Right now all our stuff is in VFP DBF's with about 36,000 people. We'll be moving to SQL over the next coupld months. Anyhow, other then I just do a direct quiry and store to temporary tables sounds like we are doing about the same thing.

I decided to leave it in VFP because we've been using esentially the same code for the last 8 to 10 years, so our distribuors are used to it. Why did you move from Access VB to streight VB?
 
You definately will see a huge performance boost when you move from DBF's to a database system like SQL.

When you say you do a direct query and then store to temporary tables it sounds like you're doing all the calculations within your program, that's probably why it's slow.

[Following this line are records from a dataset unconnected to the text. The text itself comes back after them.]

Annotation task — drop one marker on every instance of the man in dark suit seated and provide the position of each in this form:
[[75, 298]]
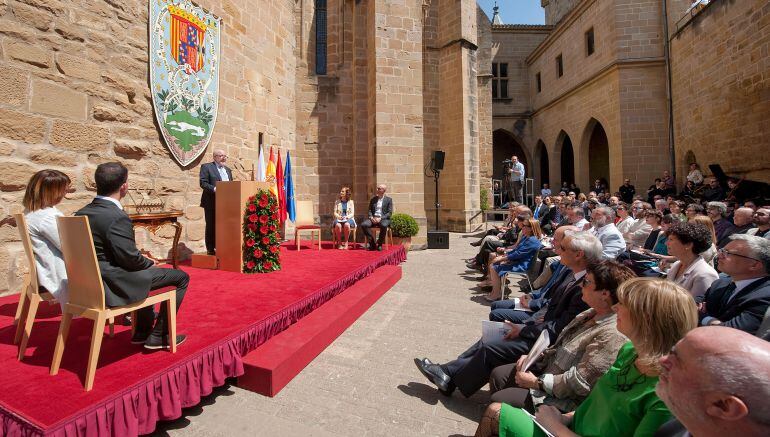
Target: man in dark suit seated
[[471, 370], [380, 210], [715, 381], [128, 276], [739, 301], [210, 174]]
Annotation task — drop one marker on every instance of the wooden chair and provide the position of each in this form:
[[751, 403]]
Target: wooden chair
[[305, 221], [86, 294]]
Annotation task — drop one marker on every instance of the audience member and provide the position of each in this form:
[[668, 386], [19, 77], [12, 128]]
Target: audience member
[[344, 218], [741, 299], [716, 381], [128, 275], [685, 242], [45, 190], [654, 314]]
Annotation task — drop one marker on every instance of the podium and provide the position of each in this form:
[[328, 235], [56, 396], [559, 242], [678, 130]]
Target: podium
[[230, 206]]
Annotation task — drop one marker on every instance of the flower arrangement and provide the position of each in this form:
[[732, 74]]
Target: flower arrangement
[[260, 234]]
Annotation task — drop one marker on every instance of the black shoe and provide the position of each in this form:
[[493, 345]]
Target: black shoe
[[435, 374], [140, 337], [154, 342]]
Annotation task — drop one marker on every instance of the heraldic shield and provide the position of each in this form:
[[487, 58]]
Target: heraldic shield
[[184, 75]]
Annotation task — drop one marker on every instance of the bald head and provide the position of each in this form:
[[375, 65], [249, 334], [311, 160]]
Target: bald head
[[716, 380]]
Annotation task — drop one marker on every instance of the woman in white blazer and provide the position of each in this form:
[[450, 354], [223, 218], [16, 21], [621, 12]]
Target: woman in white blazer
[[45, 190], [344, 213]]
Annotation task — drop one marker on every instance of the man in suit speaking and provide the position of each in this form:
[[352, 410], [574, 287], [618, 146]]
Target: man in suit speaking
[[210, 174], [380, 210], [128, 276]]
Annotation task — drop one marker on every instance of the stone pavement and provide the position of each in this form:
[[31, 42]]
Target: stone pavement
[[365, 383]]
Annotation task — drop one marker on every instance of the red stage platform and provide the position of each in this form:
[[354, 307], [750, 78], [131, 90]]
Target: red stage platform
[[225, 315]]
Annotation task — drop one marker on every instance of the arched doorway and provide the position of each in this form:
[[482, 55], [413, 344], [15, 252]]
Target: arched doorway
[[598, 155], [505, 145]]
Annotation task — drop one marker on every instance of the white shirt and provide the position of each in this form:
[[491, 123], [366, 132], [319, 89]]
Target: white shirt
[[49, 261], [113, 200]]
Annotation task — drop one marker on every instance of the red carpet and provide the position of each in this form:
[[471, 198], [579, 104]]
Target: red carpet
[[225, 315]]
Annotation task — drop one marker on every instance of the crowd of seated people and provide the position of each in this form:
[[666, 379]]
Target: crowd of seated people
[[633, 291]]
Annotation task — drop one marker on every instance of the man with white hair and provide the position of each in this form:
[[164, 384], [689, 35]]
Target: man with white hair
[[716, 381], [603, 227], [471, 370], [740, 300], [210, 174]]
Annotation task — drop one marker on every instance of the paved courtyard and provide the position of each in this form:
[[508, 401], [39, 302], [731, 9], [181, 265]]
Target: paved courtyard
[[365, 383]]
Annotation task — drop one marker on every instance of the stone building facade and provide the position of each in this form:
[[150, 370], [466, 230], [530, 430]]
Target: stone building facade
[[588, 91], [402, 78]]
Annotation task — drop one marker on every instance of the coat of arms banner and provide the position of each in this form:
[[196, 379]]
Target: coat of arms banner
[[184, 75]]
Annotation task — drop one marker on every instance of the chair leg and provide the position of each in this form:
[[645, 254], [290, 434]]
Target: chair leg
[[93, 353], [34, 301], [61, 340], [171, 312], [21, 311]]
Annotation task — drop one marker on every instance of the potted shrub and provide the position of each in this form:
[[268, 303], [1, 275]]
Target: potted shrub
[[404, 227]]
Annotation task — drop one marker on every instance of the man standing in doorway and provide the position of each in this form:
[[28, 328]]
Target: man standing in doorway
[[517, 179], [210, 174]]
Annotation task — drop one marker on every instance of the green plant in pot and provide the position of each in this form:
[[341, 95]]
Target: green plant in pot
[[404, 227]]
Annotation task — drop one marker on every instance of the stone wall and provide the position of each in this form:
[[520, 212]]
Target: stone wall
[[721, 88], [74, 93]]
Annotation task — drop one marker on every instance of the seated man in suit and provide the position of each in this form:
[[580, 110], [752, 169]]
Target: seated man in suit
[[739, 301], [716, 381], [210, 174], [603, 226], [128, 276], [471, 370], [380, 210]]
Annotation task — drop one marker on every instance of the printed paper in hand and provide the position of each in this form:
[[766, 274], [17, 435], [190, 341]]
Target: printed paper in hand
[[541, 344]]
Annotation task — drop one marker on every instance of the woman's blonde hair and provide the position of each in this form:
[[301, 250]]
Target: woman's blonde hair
[[345, 194], [661, 314], [45, 188], [708, 223]]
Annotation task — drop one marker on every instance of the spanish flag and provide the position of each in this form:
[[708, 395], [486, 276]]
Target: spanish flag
[[270, 174]]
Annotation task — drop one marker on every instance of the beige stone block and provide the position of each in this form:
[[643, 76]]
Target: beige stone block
[[74, 66], [79, 137], [15, 175], [54, 99], [13, 86], [22, 127], [28, 53]]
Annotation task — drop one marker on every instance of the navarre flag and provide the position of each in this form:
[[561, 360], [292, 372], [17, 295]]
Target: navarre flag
[[270, 174], [281, 190], [288, 183]]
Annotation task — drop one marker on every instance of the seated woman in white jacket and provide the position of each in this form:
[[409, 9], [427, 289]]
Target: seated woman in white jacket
[[45, 190]]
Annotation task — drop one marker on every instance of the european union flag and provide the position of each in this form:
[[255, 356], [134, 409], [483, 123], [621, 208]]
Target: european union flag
[[288, 183]]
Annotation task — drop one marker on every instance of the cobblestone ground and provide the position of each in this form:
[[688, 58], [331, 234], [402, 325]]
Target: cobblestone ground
[[365, 383]]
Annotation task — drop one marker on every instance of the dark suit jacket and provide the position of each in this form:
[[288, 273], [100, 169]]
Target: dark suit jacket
[[123, 267], [747, 308], [209, 175], [387, 208]]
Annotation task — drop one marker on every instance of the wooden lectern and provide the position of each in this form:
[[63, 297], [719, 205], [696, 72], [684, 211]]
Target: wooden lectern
[[230, 206]]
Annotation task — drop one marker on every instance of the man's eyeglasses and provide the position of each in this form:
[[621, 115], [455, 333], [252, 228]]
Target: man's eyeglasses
[[726, 253]]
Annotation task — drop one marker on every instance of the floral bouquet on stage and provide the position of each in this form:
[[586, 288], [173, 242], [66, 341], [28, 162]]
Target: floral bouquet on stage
[[260, 234]]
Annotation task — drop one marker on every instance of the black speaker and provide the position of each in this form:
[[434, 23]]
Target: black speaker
[[438, 240], [437, 160]]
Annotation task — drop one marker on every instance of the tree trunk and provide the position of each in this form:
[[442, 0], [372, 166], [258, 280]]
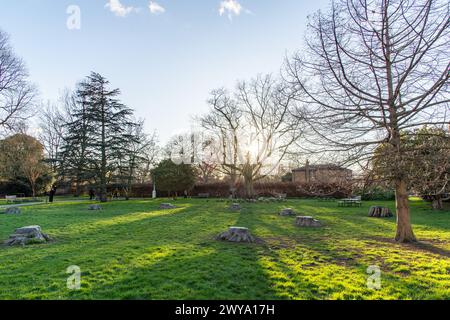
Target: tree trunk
[[437, 203], [77, 187], [404, 229], [103, 189], [33, 189], [249, 188]]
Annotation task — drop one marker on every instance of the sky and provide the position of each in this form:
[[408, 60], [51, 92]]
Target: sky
[[164, 55]]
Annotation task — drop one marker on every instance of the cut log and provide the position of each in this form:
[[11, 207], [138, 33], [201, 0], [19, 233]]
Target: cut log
[[236, 234], [380, 212], [27, 235], [12, 210], [309, 222], [287, 212], [167, 206], [235, 207]]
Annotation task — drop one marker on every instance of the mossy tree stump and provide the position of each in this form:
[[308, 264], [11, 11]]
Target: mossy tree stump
[[236, 234], [380, 212]]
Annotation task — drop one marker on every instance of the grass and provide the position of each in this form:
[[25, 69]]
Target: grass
[[133, 250]]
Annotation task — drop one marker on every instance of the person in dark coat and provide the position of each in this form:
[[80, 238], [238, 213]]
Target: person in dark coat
[[52, 194], [91, 194]]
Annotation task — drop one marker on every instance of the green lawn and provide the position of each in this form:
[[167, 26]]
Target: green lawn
[[133, 250]]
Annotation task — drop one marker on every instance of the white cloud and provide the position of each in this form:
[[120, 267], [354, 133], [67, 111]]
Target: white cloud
[[155, 8], [231, 8], [119, 9]]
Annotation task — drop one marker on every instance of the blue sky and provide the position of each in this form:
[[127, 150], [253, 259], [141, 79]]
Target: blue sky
[[165, 59]]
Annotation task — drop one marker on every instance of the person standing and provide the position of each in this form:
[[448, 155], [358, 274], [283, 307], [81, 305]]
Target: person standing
[[91, 194], [52, 194]]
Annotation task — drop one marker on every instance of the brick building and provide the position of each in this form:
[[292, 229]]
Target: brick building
[[322, 173]]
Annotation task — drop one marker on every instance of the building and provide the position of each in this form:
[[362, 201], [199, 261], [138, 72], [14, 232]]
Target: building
[[322, 173]]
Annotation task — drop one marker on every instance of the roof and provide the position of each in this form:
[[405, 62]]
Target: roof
[[322, 167]]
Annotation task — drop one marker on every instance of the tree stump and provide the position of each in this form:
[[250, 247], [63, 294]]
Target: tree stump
[[27, 235], [380, 212], [235, 207], [12, 210], [167, 206], [287, 212], [236, 234], [309, 222]]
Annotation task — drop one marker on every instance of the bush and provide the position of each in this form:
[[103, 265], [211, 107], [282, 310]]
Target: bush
[[274, 189], [377, 193], [15, 188]]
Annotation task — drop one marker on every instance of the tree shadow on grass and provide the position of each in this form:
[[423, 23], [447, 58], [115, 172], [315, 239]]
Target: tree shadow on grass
[[208, 272]]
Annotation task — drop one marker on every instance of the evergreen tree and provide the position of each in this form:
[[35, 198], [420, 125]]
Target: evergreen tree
[[108, 120], [98, 134]]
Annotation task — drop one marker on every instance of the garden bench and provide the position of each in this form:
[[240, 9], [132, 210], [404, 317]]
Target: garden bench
[[356, 202], [10, 199], [203, 195]]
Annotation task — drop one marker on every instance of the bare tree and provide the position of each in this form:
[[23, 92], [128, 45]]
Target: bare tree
[[52, 130], [224, 122], [370, 70], [16, 94], [257, 125]]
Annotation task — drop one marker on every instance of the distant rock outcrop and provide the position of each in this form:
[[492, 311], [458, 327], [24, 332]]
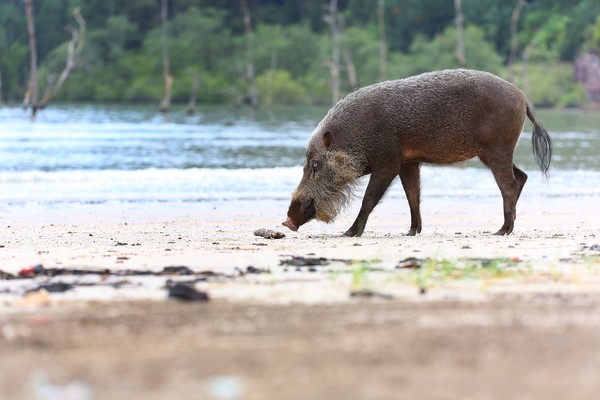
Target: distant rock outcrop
[[587, 71]]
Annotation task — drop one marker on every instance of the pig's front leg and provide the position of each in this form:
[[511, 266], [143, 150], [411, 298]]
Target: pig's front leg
[[378, 183]]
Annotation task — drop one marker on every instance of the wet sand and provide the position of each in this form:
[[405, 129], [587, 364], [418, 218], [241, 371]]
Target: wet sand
[[295, 332]]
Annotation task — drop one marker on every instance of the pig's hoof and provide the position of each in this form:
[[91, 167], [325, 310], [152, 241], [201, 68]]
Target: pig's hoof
[[503, 231]]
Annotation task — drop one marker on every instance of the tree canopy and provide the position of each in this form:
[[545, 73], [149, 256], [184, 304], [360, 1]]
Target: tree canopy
[[121, 57]]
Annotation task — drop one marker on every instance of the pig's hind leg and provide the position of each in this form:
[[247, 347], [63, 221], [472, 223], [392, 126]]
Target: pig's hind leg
[[510, 180], [410, 175]]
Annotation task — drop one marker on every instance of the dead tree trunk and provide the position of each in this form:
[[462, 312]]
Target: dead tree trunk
[[73, 50], [31, 94], [382, 40], [351, 69], [165, 102], [195, 85], [514, 20], [272, 69], [334, 63], [250, 76], [460, 34], [526, 82]]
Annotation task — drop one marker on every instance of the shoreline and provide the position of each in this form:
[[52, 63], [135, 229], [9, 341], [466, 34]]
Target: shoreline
[[553, 235]]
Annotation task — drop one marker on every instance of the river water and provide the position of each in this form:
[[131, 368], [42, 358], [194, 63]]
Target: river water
[[100, 154]]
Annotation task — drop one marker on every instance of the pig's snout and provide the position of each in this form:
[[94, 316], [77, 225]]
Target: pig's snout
[[290, 224]]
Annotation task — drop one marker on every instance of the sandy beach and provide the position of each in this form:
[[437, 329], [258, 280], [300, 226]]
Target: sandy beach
[[525, 330]]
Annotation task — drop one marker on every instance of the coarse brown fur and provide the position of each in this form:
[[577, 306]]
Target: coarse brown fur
[[388, 129]]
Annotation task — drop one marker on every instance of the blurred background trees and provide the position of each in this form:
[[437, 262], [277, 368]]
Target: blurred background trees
[[292, 45]]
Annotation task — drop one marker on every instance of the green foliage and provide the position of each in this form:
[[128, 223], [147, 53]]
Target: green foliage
[[278, 87], [439, 53], [592, 36], [549, 84], [122, 56]]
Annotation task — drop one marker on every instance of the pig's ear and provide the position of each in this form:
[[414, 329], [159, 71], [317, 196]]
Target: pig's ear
[[328, 139]]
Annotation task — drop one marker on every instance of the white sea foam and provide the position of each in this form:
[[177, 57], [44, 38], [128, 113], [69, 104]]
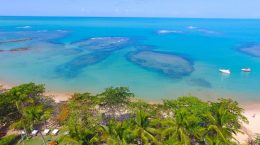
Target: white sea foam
[[168, 31], [24, 27], [192, 27]]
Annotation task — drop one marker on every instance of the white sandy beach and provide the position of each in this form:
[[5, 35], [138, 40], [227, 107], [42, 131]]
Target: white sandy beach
[[252, 112]]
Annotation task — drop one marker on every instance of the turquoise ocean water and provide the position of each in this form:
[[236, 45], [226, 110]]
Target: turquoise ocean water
[[155, 57]]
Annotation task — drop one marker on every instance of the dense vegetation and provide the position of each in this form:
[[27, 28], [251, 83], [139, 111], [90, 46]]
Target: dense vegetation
[[115, 117]]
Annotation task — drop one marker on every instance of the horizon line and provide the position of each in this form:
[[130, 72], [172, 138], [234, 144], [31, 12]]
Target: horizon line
[[159, 17]]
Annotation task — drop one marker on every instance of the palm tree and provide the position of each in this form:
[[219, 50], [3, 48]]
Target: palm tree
[[143, 129], [37, 115], [116, 133]]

The data I pull in is already 90% computed and summed by the SQL query, I only do minimal calculations in code.

Also you say you're doing lots of recursion, sounds like looping, when you move to SQL you can write your queries in a way that SQL will do most of the calculations for you (self joins, scalar summations, etc).

The reason I wrote in VB.NET instead of Access is VB.NET is a fully-fledged programming language, Access uses VBA which has several limitations.